Policy Memorandum No.:
16 July 2019
The CCFR does not oppose licensing for firearm owners and users provided it is done in a reasonable manner, which impacts firearm owners and users as little as possible while ensuring the legitimate public safety purpose. The licence should be a mandatory-issue to any applicant who meets the clear and objective criteria, and should be for life unless sooner revoked for cause or unless the holder becomes subject to a court-ordered firearms’ prohibition.
RATIONALE AND DISCUSSION:
The CCFR acknowledges that while the possession of firearms is a right, it is not an unlimited or unqualified right. There are individuals who, for various reasons, ought not to possess firearms: criminals, those who are deemed to be a threat to public safety, those incapable of mastering the essential skill or knowledge to safely use a firearm.
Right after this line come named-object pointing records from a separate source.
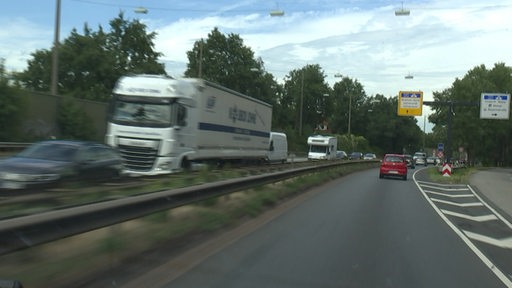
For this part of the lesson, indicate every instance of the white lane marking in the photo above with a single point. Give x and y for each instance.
(482, 218)
(472, 204)
(446, 189)
(487, 262)
(502, 243)
(441, 184)
(490, 208)
(450, 195)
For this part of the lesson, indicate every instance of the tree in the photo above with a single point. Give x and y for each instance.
(348, 96)
(90, 63)
(484, 140)
(12, 107)
(306, 97)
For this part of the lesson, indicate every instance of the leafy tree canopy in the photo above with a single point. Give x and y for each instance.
(484, 140)
(90, 63)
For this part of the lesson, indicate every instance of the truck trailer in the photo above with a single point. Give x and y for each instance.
(278, 148)
(322, 147)
(162, 125)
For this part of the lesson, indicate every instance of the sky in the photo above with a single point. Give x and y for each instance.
(437, 43)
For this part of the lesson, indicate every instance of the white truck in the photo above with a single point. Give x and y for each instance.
(162, 125)
(322, 147)
(278, 148)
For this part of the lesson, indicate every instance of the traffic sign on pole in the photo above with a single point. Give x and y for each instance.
(410, 103)
(495, 106)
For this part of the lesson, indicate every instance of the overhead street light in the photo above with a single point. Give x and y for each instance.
(276, 13)
(141, 10)
(402, 11)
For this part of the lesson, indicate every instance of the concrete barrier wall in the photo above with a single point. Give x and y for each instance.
(42, 111)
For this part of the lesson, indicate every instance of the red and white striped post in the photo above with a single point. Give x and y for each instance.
(447, 169)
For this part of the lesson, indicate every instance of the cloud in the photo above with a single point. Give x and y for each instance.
(18, 39)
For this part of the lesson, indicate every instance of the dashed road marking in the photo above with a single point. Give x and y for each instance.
(450, 195)
(482, 218)
(467, 236)
(471, 204)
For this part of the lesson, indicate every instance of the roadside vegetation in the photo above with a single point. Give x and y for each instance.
(72, 260)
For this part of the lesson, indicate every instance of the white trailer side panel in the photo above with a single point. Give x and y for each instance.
(231, 125)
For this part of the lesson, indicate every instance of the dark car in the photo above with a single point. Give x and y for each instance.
(410, 161)
(355, 156)
(50, 162)
(393, 165)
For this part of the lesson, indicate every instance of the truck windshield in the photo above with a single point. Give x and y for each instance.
(141, 113)
(318, 149)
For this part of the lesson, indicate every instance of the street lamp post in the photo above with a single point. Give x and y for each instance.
(55, 53)
(338, 75)
(301, 101)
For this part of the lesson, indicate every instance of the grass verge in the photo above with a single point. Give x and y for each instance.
(68, 261)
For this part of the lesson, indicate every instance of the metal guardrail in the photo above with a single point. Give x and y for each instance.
(27, 231)
(13, 146)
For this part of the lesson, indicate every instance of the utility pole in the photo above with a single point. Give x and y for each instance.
(55, 53)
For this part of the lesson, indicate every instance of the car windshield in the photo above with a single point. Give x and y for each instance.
(50, 151)
(394, 159)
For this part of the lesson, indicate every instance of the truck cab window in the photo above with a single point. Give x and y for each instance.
(181, 114)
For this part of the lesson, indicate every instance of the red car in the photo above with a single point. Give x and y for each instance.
(393, 165)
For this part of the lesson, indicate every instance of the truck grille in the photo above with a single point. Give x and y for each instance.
(138, 158)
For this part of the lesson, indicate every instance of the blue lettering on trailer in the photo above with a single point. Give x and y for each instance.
(233, 130)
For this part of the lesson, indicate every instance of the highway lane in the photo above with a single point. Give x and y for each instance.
(358, 231)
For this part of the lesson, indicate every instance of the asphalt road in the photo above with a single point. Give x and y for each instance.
(358, 231)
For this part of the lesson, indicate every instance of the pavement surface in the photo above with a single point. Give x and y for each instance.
(495, 185)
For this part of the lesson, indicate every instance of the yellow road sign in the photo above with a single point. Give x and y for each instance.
(410, 103)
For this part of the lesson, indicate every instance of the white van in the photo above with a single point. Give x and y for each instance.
(278, 149)
(322, 147)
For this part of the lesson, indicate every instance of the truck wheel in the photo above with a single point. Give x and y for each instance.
(185, 164)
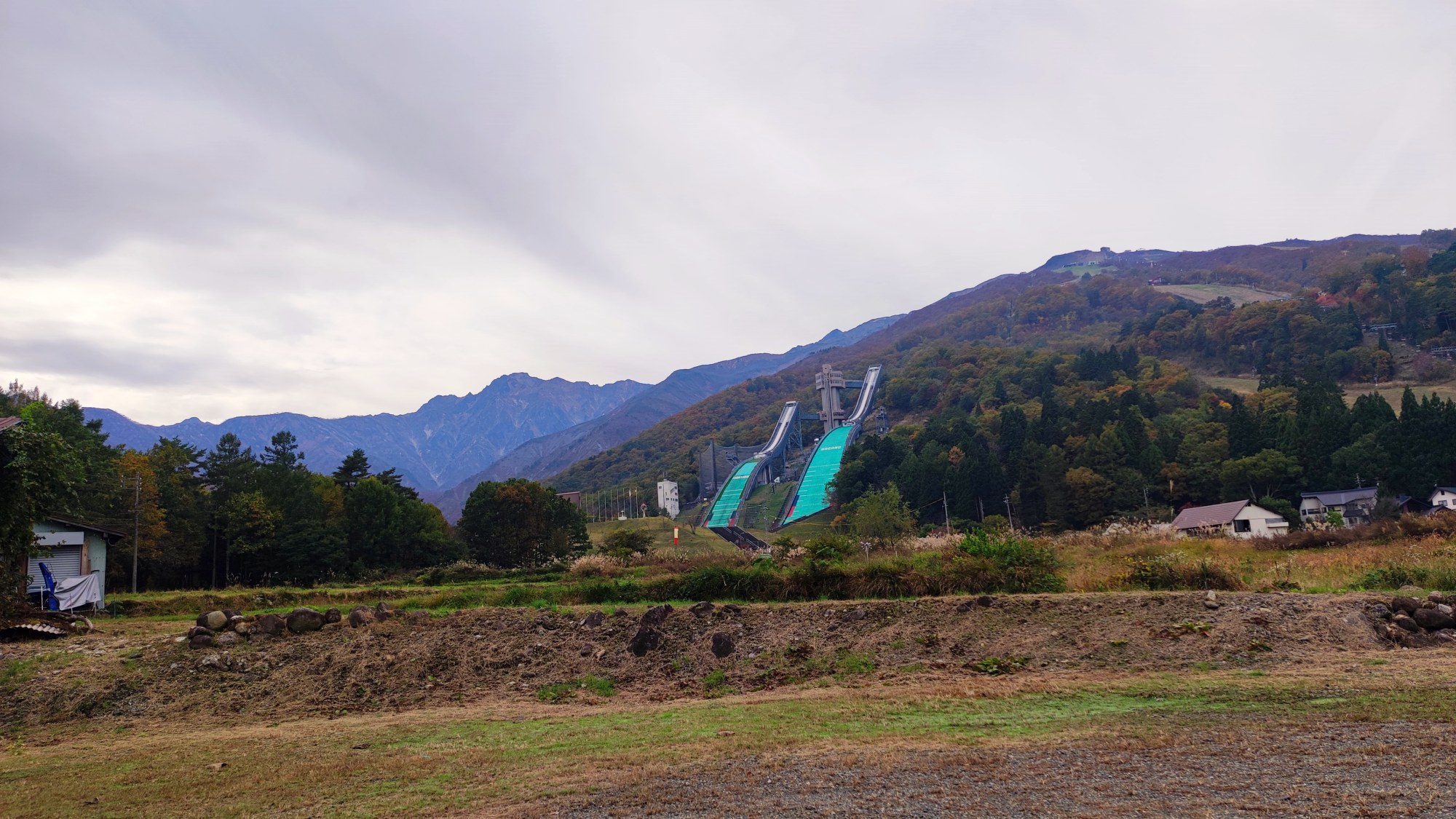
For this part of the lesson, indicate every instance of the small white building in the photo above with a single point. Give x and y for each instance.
(1237, 519)
(74, 551)
(1444, 497)
(668, 497)
(1355, 506)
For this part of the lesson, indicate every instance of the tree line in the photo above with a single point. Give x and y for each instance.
(229, 515)
(1075, 440)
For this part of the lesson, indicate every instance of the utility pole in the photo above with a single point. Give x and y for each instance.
(136, 534)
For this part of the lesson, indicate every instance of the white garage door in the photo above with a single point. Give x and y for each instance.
(65, 561)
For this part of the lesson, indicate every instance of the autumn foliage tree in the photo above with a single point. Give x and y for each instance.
(521, 522)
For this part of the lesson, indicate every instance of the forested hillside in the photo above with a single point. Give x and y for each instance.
(943, 360)
(228, 513)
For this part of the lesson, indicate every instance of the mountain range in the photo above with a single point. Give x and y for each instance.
(516, 426)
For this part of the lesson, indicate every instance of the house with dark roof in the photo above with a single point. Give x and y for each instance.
(76, 555)
(1235, 519)
(1356, 506)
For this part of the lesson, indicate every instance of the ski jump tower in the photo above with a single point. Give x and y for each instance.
(829, 382)
(812, 494)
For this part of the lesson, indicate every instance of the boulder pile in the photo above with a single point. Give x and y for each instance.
(1415, 622)
(228, 627)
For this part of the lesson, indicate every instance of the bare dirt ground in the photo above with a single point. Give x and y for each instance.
(138, 669)
(1138, 704)
(1244, 768)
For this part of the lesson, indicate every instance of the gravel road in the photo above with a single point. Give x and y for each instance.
(1244, 768)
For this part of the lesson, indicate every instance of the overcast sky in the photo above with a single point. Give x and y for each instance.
(221, 209)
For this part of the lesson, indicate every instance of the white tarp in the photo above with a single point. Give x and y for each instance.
(76, 592)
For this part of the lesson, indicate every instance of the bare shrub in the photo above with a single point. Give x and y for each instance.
(596, 566)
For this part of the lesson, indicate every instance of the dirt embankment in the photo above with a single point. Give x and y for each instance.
(507, 654)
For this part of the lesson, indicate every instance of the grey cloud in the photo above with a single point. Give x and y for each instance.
(678, 158)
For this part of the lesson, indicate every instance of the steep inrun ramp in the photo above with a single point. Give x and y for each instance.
(813, 491)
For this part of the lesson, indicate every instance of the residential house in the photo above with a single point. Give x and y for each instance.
(1356, 506)
(1444, 497)
(72, 550)
(1237, 519)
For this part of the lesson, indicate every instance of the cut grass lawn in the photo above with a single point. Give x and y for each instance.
(438, 761)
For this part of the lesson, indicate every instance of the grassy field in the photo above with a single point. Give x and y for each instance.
(1390, 391)
(494, 759)
(1238, 293)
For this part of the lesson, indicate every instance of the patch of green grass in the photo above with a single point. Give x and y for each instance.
(1000, 665)
(452, 765)
(563, 691)
(18, 672)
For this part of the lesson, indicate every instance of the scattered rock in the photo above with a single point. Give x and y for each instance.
(656, 615)
(1420, 640)
(1432, 620)
(269, 625)
(305, 620)
(1407, 605)
(644, 640)
(1404, 621)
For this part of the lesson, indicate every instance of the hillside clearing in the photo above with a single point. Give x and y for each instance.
(1391, 391)
(1205, 293)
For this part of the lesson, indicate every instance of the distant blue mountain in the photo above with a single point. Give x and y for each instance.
(435, 446)
(452, 440)
(551, 454)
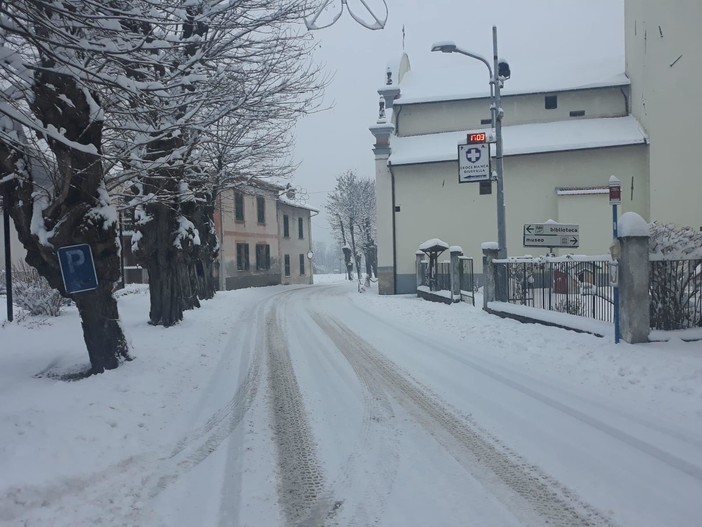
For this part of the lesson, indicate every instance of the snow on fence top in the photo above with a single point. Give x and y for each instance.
(631, 224)
(434, 242)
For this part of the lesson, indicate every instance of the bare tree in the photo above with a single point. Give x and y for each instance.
(351, 210)
(233, 83)
(51, 143)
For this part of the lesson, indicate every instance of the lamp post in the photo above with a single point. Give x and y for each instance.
(499, 72)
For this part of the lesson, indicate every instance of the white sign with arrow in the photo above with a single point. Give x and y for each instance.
(551, 234)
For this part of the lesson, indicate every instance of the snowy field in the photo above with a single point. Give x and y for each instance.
(187, 432)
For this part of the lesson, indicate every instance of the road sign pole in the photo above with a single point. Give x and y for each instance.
(8, 258)
(615, 198)
(616, 287)
(497, 103)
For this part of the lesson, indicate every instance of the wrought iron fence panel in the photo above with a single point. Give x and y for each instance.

Having a licensing system ensures that only those individuals who can be trusted to safely use a firearm can legally obtain one. A licensing system is less intrusive than background checks at every transfer of a firearm.
The CCFR acknowledges that the available evidence shows there has been no public safety benefit anytime the Canadian Parliament has changed or increased licensing requirements. However, the CCFR appreciates that the general, non-gun owning Canadian public will not easily accept a regime without some form of firearms licensing.
An acceptable licensing system, however, must presume that individuals who meet clear and objective criteria can be trusted until the contrary is proven. This means that a licence should be for the life of the individual once obtained, unless it is revoked for cause or unless the holder becomes subject to a court-ordered firearms’ prohibition. A revocation for cause or a denial of a licence ought to be reviewable by a Court as it is currently.
The presumption that licenced individuals will behave responsibly also should extend to the privileges of the licence: the CCFR would rather see a system where individuals with licences see few restrictions on their lawful use of firearms as that strikes the proper balance between overall public safety and the rights of the individual.
The CCFR proposes that simple possession of a firearm without a licence be removed from the Criminal Code and placed instead in the Firearms Act, where it would be a regulatory offence instead of a criminal offense as it currently is. Possession of a firearm while committing another criminal offence, for the purpose of committing a criminal offence, or for a purpose dangerous to the public peace, should remain a Criminal Code offence and should be criminally punished.
Bill C-71’s expansion of the background check for licensing and renewal may place some firearm owners previously eligible into a legal limbo where previous incidents, mental health issues, or other factors long past may become a mechanism to deprive them of their license or firearms lawfully held. Infringements on lawful ownership by heretofore law abiding and responsible firearm owners would be an undue restriction.
The CCFR opposes the use of long past problems as an indication of current attitudes, health, and behaviour. The previous five-year background check provides individuals the opportunity to rectify past wrongs and move forward positively when they demonstrate legal and responsible use of firearms. The new framework should not be used to deprive currently licensed firearm owners of their rights.
The presumption should be that an individual’s current state and recent history is always the best indicator of a person’s eligibility.